I was willing to work on Thanksgiving day 40 years ago so I could get time-and-a-half pay and add a little more cash to my wallet. I don’t remember what I did with the money. I do remember my mom knocking on the store’s locked doors to deliver a plate of cold turkey and stuffing to me, which I ate by myself in the break room.
God’s economy vs. the market economy
The market-economy is not all bad. Overall, it has done amazing things to lift people out of poverty and provide meaningful work. But it does not have the value of the person at its heart. We believe in a different economy—the economy of grace. In that economy, every person has immeasurable value. In God’s economy, teenagers and single mothers and everyone in the world have enough to eat and the leisure to eat it in dignity, surrounded by people they love.
Isn’t that what we mean to celebrate on Thanksgiving Day?

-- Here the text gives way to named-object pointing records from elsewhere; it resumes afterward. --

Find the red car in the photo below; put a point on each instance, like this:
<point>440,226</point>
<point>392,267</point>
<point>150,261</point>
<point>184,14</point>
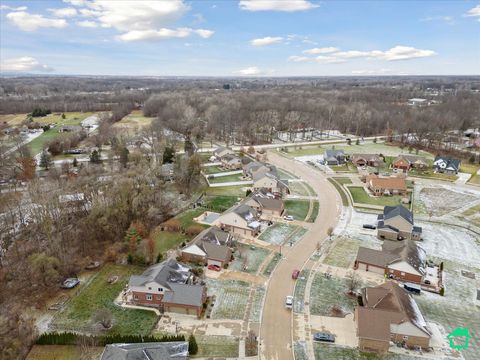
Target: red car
<point>214,267</point>
<point>295,274</point>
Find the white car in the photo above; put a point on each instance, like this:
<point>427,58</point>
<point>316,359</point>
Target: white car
<point>289,302</point>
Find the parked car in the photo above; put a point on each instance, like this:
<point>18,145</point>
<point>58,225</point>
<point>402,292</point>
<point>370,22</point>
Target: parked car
<point>70,283</point>
<point>295,274</point>
<point>289,302</point>
<point>324,337</point>
<point>214,267</point>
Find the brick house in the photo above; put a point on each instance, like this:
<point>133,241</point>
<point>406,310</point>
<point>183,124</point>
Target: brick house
<point>168,286</point>
<point>389,314</point>
<point>400,260</point>
<point>396,223</point>
<point>381,186</point>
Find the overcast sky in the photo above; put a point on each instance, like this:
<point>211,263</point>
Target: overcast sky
<point>241,37</point>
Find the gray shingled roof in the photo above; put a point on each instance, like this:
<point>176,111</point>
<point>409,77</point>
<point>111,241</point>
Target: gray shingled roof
<point>176,350</point>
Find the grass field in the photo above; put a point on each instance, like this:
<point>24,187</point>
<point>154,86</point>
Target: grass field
<point>61,352</point>
<point>166,240</point>
<point>226,179</point>
<point>216,346</point>
<point>297,208</point>
<point>231,298</point>
<point>360,196</point>
<point>99,294</point>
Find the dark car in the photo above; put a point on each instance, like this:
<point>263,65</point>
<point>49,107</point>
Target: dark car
<point>214,267</point>
<point>70,283</point>
<point>323,337</point>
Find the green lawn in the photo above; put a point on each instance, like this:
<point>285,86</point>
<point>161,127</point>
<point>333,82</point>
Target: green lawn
<point>297,208</point>
<point>340,191</point>
<point>226,179</point>
<point>99,294</point>
<point>220,203</point>
<point>360,196</point>
<point>166,240</point>
<point>216,346</point>
<point>314,214</point>
<point>238,191</point>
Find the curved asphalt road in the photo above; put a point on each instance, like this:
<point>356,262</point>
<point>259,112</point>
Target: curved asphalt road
<point>276,326</point>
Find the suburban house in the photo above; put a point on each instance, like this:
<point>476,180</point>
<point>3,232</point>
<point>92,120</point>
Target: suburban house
<point>407,162</point>
<point>372,160</point>
<point>334,157</point>
<point>175,350</point>
<point>231,161</point>
<point>380,186</point>
<point>400,260</point>
<point>212,246</point>
<point>389,314</point>
<point>240,219</point>
<point>271,183</point>
<point>168,286</point>
<point>266,204</point>
<point>222,151</point>
<point>446,165</point>
<point>396,223</point>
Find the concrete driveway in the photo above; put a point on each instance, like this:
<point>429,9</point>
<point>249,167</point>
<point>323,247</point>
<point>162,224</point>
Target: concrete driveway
<point>276,325</point>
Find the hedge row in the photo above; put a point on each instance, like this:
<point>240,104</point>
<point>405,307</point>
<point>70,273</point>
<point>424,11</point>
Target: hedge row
<point>69,338</point>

Thank you for this profound reminder that God calls us to build an economy where “every person has immeasurable value.” May we, who will be fortunate enough to celebrate the joys of Thanksgiving with our loved ones, restrain from contributing in any way to this upcoming retail profit-making escapade on Thanksgiving Day. Let us also specifically and prayerfully remember the thousands of underpaid personnel who will forgo the joys of Thanksgiving Day so they can provide the basic necessities of life for their families.